Future trends in privacy management and the CIO’s role in realizing “digital trust”

Sagi LeizerovData privacy, its importance and the CIO’s role in ensuring data privacy best practices in organizations – insights from Sagi Leizerov, Executive Director, Global Privacy Leader, EY

Data privacy and the need to protect it has been a concern for users and organizations since the inception of digitization. Robust data governance programs and systems can help users make privacy protection a reality, but they have a long way to go. In 2016, we are hoping to see substantial development in this area and, in this post, I will talk about a few action points that can help companies improve their accountability and privacy policies.

One of the biggest concerns for organizations and individuals alike is being unclear about where personal information is stored or what the processes are outside their main systems and servers. Furthermore, the lines of separation between financial reporting, cybercrime, national security and the use of personal information — that were once viewed as distinct – are thinning day by day.

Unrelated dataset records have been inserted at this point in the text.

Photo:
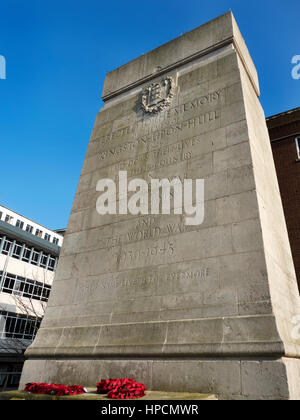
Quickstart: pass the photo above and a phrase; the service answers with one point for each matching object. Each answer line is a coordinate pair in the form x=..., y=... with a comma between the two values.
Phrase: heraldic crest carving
x=158, y=95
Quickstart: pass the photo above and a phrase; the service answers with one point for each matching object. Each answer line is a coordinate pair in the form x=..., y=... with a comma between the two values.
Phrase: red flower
x=53, y=389
x=121, y=388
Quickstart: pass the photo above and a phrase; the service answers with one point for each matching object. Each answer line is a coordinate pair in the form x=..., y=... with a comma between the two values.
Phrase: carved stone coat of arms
x=158, y=95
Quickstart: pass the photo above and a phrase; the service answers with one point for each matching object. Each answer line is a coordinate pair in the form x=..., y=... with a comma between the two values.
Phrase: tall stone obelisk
x=207, y=308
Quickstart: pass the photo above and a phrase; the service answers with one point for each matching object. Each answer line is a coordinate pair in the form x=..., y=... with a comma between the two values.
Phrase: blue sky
x=57, y=53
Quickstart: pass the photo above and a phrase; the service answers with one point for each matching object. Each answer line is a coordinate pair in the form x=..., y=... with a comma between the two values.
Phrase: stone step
x=92, y=395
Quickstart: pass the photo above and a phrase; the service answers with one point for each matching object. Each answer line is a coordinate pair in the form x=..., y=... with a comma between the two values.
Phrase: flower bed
x=53, y=389
x=121, y=389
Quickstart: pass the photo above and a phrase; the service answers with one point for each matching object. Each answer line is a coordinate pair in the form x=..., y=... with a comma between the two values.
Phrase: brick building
x=284, y=132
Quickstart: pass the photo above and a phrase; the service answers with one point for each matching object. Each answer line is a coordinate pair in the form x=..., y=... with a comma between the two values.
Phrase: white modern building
x=28, y=258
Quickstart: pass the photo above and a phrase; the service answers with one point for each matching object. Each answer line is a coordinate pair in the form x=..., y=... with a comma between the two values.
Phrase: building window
x=6, y=247
x=20, y=286
x=47, y=237
x=27, y=254
x=20, y=224
x=14, y=325
x=298, y=147
x=29, y=228
x=16, y=252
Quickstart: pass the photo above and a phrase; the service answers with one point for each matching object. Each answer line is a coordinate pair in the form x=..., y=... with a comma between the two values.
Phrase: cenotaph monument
x=210, y=307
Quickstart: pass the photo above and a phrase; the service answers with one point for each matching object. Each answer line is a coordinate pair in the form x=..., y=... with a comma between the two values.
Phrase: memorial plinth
x=206, y=308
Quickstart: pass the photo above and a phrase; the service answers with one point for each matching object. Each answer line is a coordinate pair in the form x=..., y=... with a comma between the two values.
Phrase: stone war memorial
x=206, y=308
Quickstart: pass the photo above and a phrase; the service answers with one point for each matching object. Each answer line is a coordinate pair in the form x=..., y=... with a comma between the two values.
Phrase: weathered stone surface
x=205, y=308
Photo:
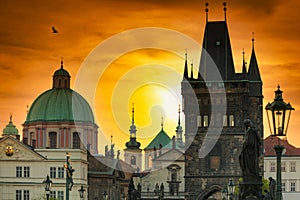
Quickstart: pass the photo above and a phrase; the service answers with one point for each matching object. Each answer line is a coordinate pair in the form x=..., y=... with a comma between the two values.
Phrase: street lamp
x=224, y=194
x=279, y=113
x=48, y=184
x=81, y=192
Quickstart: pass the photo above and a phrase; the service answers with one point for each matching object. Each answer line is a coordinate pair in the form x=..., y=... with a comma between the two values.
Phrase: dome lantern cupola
x=11, y=129
x=61, y=77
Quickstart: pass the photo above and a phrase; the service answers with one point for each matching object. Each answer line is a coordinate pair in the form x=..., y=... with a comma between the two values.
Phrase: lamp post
x=69, y=177
x=224, y=194
x=81, y=192
x=48, y=184
x=279, y=112
x=104, y=195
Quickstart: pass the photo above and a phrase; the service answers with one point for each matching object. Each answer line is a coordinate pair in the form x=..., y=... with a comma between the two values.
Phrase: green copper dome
x=60, y=104
x=10, y=129
x=61, y=72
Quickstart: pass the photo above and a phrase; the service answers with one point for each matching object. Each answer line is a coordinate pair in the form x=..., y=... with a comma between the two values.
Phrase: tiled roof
x=271, y=141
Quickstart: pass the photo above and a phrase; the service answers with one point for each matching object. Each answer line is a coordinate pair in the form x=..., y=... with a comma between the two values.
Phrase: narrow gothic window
x=133, y=160
x=205, y=121
x=231, y=120
x=76, y=141
x=199, y=122
x=149, y=161
x=225, y=120
x=53, y=139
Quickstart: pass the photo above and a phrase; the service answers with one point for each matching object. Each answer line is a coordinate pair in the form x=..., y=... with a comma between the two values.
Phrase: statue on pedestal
x=249, y=162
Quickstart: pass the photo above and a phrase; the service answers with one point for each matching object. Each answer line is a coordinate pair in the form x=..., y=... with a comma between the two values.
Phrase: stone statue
x=249, y=157
x=272, y=186
x=249, y=162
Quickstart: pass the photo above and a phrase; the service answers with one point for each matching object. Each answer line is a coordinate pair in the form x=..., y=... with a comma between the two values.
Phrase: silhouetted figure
x=54, y=30
x=161, y=191
x=248, y=158
x=156, y=189
x=272, y=188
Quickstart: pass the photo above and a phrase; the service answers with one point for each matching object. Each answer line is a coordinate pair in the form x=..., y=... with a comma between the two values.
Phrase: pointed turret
x=186, y=72
x=216, y=44
x=255, y=87
x=11, y=129
x=61, y=77
x=133, y=144
x=253, y=73
x=179, y=142
x=244, y=69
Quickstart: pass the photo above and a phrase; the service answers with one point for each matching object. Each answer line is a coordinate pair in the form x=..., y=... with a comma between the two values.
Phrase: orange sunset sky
x=30, y=53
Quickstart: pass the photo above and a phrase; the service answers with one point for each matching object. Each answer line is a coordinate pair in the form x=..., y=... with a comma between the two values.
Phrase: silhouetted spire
x=186, y=72
x=253, y=72
x=225, y=9
x=244, y=70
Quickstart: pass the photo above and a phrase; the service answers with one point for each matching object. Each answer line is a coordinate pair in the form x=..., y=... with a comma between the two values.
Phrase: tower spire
x=132, y=120
x=179, y=115
x=244, y=70
x=252, y=40
x=179, y=131
x=192, y=73
x=62, y=63
x=225, y=9
x=206, y=10
x=132, y=144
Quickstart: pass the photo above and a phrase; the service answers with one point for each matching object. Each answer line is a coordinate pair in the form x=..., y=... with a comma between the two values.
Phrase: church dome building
x=61, y=118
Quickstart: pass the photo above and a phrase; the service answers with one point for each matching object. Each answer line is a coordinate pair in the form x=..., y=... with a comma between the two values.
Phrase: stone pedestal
x=250, y=188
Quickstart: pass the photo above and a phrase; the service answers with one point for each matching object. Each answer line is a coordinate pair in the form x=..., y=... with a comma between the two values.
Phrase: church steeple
x=132, y=144
x=179, y=131
x=253, y=73
x=244, y=69
x=61, y=77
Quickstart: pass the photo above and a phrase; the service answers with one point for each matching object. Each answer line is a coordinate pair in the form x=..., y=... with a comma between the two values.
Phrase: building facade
x=214, y=139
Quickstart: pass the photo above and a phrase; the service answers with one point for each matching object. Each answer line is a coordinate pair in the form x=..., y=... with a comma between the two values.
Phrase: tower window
x=53, y=139
x=225, y=120
x=215, y=162
x=231, y=120
x=205, y=121
x=199, y=121
x=76, y=141
x=133, y=160
x=149, y=161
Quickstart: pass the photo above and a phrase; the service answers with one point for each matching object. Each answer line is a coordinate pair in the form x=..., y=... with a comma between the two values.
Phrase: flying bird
x=54, y=30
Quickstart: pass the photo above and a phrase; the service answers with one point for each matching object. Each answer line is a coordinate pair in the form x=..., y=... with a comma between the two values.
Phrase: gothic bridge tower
x=207, y=174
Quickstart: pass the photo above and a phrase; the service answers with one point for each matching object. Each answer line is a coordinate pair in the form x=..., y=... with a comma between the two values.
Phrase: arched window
x=53, y=140
x=149, y=161
x=174, y=175
x=76, y=140
x=133, y=160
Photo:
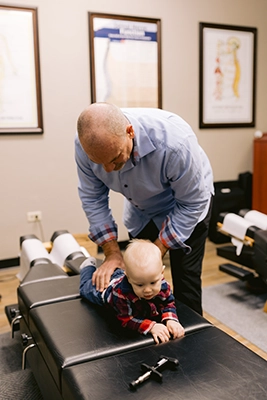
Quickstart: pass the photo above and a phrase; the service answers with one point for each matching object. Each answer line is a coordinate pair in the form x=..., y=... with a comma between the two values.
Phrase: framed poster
x=125, y=60
x=227, y=76
x=20, y=88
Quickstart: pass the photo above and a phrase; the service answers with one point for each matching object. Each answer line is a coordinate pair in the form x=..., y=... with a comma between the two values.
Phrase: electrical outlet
x=33, y=216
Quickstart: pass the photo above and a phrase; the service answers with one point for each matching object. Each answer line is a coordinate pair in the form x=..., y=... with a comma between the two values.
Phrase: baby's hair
x=141, y=252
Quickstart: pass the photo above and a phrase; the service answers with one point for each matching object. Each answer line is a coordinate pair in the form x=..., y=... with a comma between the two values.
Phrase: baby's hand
x=160, y=331
x=175, y=328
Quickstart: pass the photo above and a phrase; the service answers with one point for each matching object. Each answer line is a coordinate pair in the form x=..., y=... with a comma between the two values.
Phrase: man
x=153, y=158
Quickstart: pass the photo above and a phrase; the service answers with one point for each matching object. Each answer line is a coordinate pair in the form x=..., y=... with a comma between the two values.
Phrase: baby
x=141, y=297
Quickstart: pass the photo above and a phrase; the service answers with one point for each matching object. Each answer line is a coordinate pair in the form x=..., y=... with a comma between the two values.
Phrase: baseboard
x=10, y=262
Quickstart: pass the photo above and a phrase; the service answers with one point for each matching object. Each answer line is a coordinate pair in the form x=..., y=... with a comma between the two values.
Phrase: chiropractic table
x=248, y=233
x=77, y=350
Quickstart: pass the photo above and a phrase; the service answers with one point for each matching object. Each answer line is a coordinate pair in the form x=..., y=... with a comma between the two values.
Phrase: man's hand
x=160, y=333
x=175, y=328
x=113, y=260
x=162, y=248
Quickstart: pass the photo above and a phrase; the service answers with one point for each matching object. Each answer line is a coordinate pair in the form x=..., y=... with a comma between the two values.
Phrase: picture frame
x=125, y=60
x=227, y=76
x=20, y=84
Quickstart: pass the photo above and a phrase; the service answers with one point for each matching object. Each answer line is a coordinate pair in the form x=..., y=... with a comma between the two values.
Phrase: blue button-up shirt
x=168, y=180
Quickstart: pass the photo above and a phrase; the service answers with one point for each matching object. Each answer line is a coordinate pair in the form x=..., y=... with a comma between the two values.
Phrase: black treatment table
x=77, y=350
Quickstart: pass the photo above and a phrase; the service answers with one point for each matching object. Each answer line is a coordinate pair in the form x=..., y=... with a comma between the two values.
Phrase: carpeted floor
x=15, y=383
x=234, y=306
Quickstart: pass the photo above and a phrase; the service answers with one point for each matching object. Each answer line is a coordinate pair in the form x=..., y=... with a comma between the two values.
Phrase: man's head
x=143, y=268
x=105, y=135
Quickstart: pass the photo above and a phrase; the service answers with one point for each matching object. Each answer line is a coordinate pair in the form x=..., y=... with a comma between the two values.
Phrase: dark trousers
x=185, y=268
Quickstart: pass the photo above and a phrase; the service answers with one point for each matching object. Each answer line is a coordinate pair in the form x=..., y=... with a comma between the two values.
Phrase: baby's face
x=148, y=285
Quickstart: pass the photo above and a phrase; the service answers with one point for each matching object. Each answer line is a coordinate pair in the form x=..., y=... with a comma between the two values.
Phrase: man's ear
x=130, y=131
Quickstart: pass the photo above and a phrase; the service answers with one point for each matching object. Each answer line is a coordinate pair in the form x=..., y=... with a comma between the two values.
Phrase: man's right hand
x=113, y=260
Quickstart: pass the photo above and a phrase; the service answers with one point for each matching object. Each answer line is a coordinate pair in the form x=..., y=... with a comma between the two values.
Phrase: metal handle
x=24, y=354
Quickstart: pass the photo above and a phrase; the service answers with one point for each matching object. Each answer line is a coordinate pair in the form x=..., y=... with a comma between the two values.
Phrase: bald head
x=105, y=135
x=99, y=122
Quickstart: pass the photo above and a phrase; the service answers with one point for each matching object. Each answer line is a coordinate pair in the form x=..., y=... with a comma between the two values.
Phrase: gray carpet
x=234, y=306
x=15, y=384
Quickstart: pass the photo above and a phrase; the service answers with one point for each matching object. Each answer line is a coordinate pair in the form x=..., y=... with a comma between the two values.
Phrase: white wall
x=38, y=171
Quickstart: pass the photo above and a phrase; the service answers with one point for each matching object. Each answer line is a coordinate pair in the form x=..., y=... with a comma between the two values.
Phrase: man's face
x=114, y=153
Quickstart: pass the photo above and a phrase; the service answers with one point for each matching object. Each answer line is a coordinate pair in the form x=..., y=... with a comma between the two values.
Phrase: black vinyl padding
x=212, y=365
x=76, y=331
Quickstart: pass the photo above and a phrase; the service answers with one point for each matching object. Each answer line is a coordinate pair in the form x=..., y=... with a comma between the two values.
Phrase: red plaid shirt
x=135, y=313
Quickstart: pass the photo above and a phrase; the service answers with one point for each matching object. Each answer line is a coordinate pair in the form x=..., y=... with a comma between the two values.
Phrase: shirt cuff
x=104, y=235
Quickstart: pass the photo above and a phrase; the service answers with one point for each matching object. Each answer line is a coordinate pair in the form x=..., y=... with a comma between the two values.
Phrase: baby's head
x=143, y=268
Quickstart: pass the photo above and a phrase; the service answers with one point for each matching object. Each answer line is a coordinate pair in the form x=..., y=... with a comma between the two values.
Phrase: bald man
x=153, y=159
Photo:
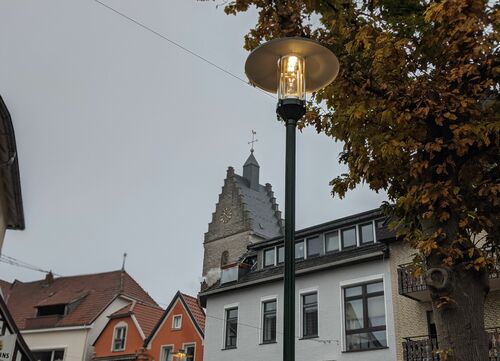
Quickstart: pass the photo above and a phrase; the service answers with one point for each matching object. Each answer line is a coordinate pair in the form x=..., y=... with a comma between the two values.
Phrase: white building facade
x=343, y=298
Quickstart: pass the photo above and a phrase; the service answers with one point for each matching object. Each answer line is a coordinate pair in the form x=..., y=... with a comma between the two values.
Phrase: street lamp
x=291, y=67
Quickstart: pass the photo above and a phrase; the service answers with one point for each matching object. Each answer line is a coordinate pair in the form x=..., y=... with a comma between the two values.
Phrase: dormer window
x=51, y=310
x=177, y=322
x=119, y=337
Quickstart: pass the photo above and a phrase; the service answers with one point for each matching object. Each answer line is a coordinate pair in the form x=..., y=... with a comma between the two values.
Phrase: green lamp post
x=291, y=67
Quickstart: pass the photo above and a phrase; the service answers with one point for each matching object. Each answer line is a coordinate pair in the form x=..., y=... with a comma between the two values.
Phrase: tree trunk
x=458, y=297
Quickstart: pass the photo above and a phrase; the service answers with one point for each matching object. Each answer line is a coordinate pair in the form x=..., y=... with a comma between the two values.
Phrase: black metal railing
x=423, y=348
x=408, y=283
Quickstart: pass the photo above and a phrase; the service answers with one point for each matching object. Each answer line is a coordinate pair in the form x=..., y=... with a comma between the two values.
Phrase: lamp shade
x=263, y=64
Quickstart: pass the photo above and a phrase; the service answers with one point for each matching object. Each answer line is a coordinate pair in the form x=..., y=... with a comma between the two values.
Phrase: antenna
x=253, y=140
x=124, y=259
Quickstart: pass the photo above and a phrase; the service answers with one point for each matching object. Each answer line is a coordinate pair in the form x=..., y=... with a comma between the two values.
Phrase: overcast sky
x=124, y=139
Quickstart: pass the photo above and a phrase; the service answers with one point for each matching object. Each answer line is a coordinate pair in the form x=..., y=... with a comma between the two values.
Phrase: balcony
x=415, y=287
x=422, y=348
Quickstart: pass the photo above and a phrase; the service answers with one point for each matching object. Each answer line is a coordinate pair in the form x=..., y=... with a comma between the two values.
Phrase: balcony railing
x=415, y=287
x=423, y=348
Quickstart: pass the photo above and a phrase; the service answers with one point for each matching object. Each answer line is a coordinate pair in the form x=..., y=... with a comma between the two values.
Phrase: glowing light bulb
x=291, y=78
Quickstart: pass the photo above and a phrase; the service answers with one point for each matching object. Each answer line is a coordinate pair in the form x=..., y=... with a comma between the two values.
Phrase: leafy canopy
x=416, y=106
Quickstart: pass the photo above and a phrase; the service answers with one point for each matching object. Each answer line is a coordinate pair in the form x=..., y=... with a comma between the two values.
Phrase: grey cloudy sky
x=124, y=139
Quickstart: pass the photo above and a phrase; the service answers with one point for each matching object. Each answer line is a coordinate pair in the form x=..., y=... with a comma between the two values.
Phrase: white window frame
x=355, y=282
x=52, y=350
x=174, y=317
x=306, y=291
x=261, y=322
x=119, y=325
x=186, y=344
x=224, y=317
x=162, y=351
x=374, y=230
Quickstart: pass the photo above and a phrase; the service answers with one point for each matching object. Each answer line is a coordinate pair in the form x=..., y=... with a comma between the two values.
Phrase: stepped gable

Organizations need to be mindful of the impact these overlaps have and how to address the associated privacy risks.

Drivers of privacy management

While addressing the privacy risks associated with digitization, there are three drivers that can help CIOs improve the level of privacy accountability as expected by all stakeholders. The first is governance — providing a robust structure of roles and responsibilities, which demonstrates accountability and interacts with other parts of the organization that process personal information.

The second is by meeting the rigors of verification, wherein auditors, especially external auditors, are not only serving as independent verifiers of financial reporting, but are increasingly verifying the design and effectiveness of privacy related controls in cybersecurity reporting (e.g., Reports on Controls at a Service Organization Relevant to Security, Availability, Confidentiality, Processing Integrity and Privacy, commonly referred to as SOC 2 reports).

And finally, organizations can enhance their level of privacy accountability by relying on trusted third-party service providers who have verified advanced cybersecurity programs to prevent sophisticated attacks. In today’s environment, where organizations are increasingly relying on third parties (e.g., cloud service providers) to process and protect their data, verified trust in third-party service providers will be the critical foundation upon which organizations build their businesses for a digital era.

Paving the way ahead
There are eight action plans created from these drivers of privacy management that CIOs and Chief Privacy Officers (CPOs) can use to help companies improve their accountability and become trend leaders:

    • Develop KPIs for privacy – adopting KPIs helps to develop a robust privacy program that zeros in on accountability, within and outside the organization
    • Build privacy impact assessments (PIAs) into the development system life cycle – to analyze personal information, as well as identifying and mitigating privacy risks within projects and across the enterprise
    • Get ready to respond – develop a robust incident response plan that outlines the concrete steps needed to be taken during a cybersecurity and/or privacy related breach
    • Monitor for insider threats – use techniques such as partitioning, guest networks or sandboxes to better balance the need to monitor for insider threats and respect privacy and regulatory requirements with the need to monitor for insider threats
    • Know the reporting options– consider whether an independent assessment of the organizations privacy and data security practices using reports such as the SOC 2 report that can help with customer transparency
    • Implement identity and access management for data – to reduce vulnerability related to insider threats and increase rigor for organizational accountability
    • Consider right-on-time notice of privacy policy to consumers – make consent more detailed and relevant, explaining to the consumer the specific use that the organization has for the data and what options consumers have with regard to that use
    • Define the organization’s approach to de-identification – use techniques like anonymization, pseudonymization and encryption for de-identification, which involves removing the individual’s identity from the data and making it safe from a privacy perspective, but also useful from a big data or data analytics standpoint

The digital future is very close, and organizations should not wait for governments to come out with laws that address the myriad privacy issues. With the CIO’s help, organisation privacy programs will see rapid growth and maturity in 2016.